Neanche a farlo apposta, non appena è partita l’offensiva dello Ius Soli, l’Italia è stata teatro di omicidi e violenze a ritmo forsennato ad opera di immigrati di colore.
Per evitare che la follia dei governanti, acuita dalla follia dei singoli delinquenti, avesse l’effetto opposto a quello che i commissari politici del paradiso infernale sulla terra intendevano ottenere con la loro retorica, si è dovuto frettolosamente ricorrere all’effetto-Balotelli per convincere gli italiani di essere dei razzisti stupidi e ingiusti.
Sicché le risposte dei tifosi romanisti all’ennesima provocazione di un giocatore che viene fischiato in ogni stadio in cui gioca e non perché è nero, visto che non è il solo ad esserlo ma è il solo ad essere oggetto dei lazzi degli sportivi perché è sempre irritante, hanno avuto le prime pagine dei media mentre le tre contemporanee vittime di Niguarda, sempre a Milano, cadevano incredibilmente nel dimenticatoio.
Così è l’informazione: obbedisce a chi comanda. Anche se non è stato eletto da nessuno.
Ma non gliene dice bene una.
Proprio quando l’ombra di Balotelli sembrava esser riuscita a far passare in secondo piano il sangue che, si sa, non conta quanto il pallone, è rimbalzata prima dalla Svezia la notizia delle sommosse razziale e poi dall’Inghilterra quella dei due jihadisti che hanno decapitato un ufficiale inglese con un machete.
Questa “guerra santa” non fa bene agli “integrazionisti”, vieppiù se si calcola che almeno uno degli assassini di Londra è un recente convertito all’Islam e che si tratta, come sempre più spesso accade, di gente di seconda o terza generazione d’immigrati. Il che non può non farci porre domande sulla fondatezza di certi luoghi comuni progressisti.
Pensando all’Inghilterra non si può fare a meno di considerare che se l’è ben voluta, visto che da tempo è il santuario della Jihad, proteggendo Fratelli Musulmani e Fis, armando Al Qaeda e avendo rapporti assai ondivaghi con i Talebani. Giocando col fuoco ogni tanto ci si scotta.

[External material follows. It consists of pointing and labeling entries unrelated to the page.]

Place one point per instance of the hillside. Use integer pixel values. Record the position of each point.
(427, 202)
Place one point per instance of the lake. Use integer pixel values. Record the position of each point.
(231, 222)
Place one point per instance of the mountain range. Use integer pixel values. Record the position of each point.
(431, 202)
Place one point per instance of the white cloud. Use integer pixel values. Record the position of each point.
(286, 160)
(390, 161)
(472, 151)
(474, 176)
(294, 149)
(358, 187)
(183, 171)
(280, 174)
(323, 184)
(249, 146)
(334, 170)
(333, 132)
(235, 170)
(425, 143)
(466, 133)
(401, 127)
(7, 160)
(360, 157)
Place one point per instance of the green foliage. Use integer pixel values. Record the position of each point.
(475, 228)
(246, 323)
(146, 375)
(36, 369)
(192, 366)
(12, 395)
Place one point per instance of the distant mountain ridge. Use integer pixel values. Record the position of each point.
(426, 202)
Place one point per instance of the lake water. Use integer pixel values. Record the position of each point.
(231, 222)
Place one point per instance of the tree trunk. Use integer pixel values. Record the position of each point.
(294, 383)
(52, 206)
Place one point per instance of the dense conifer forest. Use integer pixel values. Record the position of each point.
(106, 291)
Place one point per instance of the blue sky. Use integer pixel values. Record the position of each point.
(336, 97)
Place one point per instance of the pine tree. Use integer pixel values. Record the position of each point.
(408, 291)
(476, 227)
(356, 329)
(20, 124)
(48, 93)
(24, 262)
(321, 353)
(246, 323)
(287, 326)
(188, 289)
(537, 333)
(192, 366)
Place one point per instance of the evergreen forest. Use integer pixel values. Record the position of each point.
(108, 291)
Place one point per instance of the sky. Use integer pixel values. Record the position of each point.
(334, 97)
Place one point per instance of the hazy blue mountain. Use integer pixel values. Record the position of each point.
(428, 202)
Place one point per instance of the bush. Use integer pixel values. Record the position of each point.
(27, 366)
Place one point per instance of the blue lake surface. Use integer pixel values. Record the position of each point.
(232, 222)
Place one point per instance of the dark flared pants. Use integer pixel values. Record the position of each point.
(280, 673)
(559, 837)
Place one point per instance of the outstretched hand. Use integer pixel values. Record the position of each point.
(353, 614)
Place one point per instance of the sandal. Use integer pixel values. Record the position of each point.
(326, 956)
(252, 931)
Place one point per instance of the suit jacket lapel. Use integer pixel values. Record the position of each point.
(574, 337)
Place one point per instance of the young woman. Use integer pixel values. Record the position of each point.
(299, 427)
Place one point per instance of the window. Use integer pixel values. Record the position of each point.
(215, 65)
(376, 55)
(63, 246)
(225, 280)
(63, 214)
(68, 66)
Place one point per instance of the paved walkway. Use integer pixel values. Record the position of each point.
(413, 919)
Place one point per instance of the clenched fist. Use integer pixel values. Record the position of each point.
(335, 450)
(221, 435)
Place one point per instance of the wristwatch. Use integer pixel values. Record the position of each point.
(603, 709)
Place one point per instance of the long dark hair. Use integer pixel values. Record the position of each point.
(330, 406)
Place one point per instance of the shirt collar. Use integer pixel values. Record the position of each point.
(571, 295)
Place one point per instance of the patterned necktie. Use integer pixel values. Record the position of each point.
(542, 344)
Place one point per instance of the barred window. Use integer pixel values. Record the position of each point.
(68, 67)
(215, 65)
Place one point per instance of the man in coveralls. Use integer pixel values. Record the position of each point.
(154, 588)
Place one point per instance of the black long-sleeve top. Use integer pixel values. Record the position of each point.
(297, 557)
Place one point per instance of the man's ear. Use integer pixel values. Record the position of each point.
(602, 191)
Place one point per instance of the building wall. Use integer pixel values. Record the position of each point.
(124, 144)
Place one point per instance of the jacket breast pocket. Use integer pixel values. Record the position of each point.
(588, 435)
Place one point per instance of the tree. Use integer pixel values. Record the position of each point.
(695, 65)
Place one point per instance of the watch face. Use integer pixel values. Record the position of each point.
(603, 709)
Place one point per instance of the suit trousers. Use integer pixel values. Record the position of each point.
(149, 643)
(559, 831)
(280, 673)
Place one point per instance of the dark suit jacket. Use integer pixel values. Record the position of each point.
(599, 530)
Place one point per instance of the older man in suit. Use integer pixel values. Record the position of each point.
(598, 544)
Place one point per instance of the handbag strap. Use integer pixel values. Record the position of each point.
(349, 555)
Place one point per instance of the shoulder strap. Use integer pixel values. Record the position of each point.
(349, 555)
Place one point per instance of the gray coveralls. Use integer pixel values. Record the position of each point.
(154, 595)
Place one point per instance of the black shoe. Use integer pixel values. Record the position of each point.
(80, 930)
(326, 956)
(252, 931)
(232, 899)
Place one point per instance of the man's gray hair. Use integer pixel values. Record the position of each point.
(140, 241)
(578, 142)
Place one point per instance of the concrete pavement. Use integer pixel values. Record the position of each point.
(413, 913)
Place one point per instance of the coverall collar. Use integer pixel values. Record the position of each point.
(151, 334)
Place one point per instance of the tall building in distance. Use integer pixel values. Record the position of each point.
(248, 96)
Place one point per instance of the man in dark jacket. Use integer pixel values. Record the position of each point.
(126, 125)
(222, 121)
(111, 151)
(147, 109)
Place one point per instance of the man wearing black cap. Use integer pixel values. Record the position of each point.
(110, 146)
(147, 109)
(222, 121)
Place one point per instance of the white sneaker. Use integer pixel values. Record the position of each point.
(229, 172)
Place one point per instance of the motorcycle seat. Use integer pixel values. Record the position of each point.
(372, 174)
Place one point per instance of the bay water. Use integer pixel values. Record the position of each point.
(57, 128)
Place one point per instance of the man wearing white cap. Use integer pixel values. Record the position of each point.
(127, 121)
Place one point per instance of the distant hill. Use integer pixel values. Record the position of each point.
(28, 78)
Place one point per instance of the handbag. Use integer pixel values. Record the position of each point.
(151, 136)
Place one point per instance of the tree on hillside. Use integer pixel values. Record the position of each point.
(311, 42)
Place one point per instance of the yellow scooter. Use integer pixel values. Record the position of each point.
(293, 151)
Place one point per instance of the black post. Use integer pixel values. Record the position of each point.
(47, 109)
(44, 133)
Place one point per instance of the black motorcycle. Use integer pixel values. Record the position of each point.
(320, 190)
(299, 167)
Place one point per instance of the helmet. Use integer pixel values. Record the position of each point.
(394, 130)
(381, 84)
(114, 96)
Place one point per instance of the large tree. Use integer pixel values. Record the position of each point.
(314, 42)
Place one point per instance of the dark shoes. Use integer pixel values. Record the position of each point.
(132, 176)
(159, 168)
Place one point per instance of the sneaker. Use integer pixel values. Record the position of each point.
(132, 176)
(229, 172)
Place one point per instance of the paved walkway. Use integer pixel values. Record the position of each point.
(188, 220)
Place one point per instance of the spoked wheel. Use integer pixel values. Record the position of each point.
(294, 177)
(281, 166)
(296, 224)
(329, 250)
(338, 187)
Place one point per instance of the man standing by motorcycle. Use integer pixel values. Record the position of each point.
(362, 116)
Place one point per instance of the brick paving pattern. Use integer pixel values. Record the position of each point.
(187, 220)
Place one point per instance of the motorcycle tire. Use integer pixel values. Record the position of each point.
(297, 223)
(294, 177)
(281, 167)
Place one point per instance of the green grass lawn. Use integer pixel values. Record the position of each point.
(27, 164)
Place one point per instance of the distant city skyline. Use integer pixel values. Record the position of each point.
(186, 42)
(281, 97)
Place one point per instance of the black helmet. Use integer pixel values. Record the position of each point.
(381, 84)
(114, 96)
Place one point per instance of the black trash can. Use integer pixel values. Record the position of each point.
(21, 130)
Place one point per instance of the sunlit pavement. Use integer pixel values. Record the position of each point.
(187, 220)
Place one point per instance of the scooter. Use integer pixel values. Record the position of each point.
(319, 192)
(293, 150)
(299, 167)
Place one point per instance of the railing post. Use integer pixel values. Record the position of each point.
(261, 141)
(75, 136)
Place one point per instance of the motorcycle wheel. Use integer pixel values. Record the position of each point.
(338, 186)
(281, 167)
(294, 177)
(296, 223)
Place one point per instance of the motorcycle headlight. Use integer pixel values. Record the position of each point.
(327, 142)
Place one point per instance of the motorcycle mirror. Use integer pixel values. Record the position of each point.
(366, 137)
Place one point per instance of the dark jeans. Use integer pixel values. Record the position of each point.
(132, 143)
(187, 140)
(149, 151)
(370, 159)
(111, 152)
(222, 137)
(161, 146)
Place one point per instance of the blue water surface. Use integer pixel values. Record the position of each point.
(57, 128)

Ma proprio questo è il problema centrale: i forsennati incendiari che ci governano e che pretendono di essere i depositari del progresso universale, rischiano davvero di sprofondarci in guerre razziali e religiose, per combattere le quali non serve la partecipazione collettiva e neppure una mobilitazione di massa, bastano piccole minoranze fanatiche. Quelle stesse che le classi dirigenti occidentali stanno armando per inseguire degli interessi particolari e/o per compiacere l’odio angloamericano dell’Europa.
Guardando a Londra, a Stoccolma e a Roma non si può essere ottimisti. Se non fermiamo questi irresponsabili che si credono dei e che pretendono nientedimeno che di modificare nazioni, etnie, religioni, culture, economie e sessi secondo i loro capricci ideologici, essi ci sprofonderanno in guerre civili, etniche, religiose che nessuno vuole ma che gli apprendisti stregoni finiranno col provocare sicuramente.